Here's a quick rundown of the plan:
Monday - Leg Day
Walking Lunges, Box Jumps, Suitcase Squats, Bulgarian Split Squats, Goblet Squats
I do 3-4 rounds with 30-45 seconds rest between each exercise.
Tuesday - Lower Body Mobility
World's Greatest Stretch, 90-90s, Side Lunges, Low Lunges, Scorpions
This isn't in the plan, but I added a series of pullups and pushups that progress in difficulty. This routine fits well into this day since mobility is the only thing slated for this day.
Wednesday - High Intensity Interval Training
High Knees, Mountain Climbers, Squat Thrusts, Jump Lunges, Butterfly Situps, Skaters
30 seconds of each, 30 seconds of rest, repeat 6 times
Thursday - Upper Body Mobility
Cat/Cow Stretch, Shoulder CARS, Thread the Needle, World's Greatest Stretch, Bretzel Stretch, Seated Twist
I normally get a walk in on this day, or sometimes it's a running day also.
Friday - Upper Body
Pullups, Rows, Pushups, Shoulder Presses, Tricep Presses, Tricep Kickbacks, Curls
3 rounds of 8-12 reps each and 30-45 seconds rest between each move
Saturday - Running Day
Sometimes this is a running day for me if I haven't ran on Thursday. Sandra and I always walk on this day if possible.

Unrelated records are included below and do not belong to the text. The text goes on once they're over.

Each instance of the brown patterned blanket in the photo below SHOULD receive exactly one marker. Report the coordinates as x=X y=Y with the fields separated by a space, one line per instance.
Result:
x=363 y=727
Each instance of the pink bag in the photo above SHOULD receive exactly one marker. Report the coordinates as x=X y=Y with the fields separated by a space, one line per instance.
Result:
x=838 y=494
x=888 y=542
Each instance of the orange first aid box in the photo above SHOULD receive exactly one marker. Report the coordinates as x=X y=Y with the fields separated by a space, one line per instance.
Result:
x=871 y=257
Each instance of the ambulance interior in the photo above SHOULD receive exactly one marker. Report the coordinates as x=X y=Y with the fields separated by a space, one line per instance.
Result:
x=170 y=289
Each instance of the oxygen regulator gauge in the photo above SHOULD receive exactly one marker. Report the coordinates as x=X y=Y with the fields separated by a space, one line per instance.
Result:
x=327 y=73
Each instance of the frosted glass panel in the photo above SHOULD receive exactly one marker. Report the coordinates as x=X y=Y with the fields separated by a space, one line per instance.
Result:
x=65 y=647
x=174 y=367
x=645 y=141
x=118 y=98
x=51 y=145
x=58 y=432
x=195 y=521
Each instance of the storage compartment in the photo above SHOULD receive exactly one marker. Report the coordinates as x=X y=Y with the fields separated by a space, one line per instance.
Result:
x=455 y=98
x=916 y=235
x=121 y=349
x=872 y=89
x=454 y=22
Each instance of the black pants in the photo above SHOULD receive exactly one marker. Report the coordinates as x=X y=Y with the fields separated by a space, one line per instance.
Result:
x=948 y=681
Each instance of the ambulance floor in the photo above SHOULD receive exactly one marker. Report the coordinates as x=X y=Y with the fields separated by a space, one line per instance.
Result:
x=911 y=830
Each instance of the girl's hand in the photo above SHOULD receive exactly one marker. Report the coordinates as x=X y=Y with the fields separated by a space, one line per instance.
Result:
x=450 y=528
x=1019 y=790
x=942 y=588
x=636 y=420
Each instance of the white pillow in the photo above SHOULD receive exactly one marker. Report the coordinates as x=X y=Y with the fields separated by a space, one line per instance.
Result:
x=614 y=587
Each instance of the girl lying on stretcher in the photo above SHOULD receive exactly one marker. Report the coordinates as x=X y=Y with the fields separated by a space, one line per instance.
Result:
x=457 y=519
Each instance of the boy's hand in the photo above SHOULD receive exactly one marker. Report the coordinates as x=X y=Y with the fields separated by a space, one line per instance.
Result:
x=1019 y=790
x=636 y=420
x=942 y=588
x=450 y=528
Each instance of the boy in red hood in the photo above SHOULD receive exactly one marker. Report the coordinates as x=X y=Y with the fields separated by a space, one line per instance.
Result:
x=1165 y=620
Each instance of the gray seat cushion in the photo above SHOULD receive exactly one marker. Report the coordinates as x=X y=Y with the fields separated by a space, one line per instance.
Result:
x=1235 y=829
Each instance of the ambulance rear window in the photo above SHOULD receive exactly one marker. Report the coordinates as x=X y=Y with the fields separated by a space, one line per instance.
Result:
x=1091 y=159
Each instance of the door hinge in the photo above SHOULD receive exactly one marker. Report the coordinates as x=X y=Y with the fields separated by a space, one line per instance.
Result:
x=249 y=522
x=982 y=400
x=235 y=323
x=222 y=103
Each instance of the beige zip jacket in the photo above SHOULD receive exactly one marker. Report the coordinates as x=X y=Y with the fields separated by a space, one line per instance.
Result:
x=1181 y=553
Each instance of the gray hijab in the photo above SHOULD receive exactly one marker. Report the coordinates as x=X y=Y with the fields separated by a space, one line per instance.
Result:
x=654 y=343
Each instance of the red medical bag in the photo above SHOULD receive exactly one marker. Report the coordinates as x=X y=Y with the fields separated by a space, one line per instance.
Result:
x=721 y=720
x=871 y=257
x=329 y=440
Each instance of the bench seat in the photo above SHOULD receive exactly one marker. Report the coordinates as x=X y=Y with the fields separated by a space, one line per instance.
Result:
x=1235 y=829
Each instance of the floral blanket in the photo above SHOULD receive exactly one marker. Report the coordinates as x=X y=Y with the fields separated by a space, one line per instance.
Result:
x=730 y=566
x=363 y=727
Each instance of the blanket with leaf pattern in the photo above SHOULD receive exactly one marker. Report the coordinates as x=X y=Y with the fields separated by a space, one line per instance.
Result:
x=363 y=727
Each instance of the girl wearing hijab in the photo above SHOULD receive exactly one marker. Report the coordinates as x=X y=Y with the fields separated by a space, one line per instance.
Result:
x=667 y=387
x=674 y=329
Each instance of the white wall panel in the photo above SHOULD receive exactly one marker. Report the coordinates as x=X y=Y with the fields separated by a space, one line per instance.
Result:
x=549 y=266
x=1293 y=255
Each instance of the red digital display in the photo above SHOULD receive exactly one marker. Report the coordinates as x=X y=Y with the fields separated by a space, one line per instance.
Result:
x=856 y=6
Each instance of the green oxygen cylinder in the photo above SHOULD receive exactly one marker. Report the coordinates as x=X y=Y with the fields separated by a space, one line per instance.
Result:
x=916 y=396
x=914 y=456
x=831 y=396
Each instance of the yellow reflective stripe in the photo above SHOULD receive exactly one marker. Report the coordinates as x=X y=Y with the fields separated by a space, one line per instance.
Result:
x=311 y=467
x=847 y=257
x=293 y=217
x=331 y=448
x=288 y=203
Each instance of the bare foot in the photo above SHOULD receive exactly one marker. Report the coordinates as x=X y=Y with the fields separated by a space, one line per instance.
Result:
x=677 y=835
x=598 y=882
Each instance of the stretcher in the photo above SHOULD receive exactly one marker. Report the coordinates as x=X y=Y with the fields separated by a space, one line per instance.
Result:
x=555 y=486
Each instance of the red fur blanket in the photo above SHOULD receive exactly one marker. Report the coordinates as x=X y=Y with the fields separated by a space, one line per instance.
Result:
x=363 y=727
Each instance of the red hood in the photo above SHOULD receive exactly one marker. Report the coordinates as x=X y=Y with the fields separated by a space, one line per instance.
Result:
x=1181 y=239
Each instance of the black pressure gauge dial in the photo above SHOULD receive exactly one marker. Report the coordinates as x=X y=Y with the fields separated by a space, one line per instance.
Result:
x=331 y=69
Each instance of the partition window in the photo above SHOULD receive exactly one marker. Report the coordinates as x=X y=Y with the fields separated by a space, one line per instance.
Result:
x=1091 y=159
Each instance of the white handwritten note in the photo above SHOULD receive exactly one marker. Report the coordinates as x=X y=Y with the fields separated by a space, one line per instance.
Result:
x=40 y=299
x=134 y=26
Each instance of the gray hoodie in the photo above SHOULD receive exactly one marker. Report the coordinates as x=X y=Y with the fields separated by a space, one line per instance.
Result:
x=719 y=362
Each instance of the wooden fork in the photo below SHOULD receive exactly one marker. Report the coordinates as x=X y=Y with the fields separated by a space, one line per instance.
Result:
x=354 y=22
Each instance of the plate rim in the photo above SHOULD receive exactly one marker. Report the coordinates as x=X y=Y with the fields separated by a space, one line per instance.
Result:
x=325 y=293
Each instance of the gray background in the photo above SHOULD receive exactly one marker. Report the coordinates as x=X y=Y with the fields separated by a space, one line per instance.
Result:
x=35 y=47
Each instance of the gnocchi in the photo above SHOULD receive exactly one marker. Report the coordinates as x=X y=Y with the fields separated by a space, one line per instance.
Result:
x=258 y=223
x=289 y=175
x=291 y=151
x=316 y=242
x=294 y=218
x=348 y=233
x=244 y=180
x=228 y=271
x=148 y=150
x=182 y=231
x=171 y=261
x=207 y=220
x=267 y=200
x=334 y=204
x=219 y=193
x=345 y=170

Sunday - Off (Church, which is a different type of exercise 😊, ministering can be draining as well as fulfilling!)
For weights, I use a set of #25, #20, and #15 dumbbells.
I'm about to start the 4th week of this routine, and I must say, I can see and feel results. The routine is hitting my muscles harder than what I was doing, but it is also forcing me to do more mobility which is more important as we age.
I found this free workout on humanfitproject.com. I'm not endorsing the entire site, just giving credit where credit is due.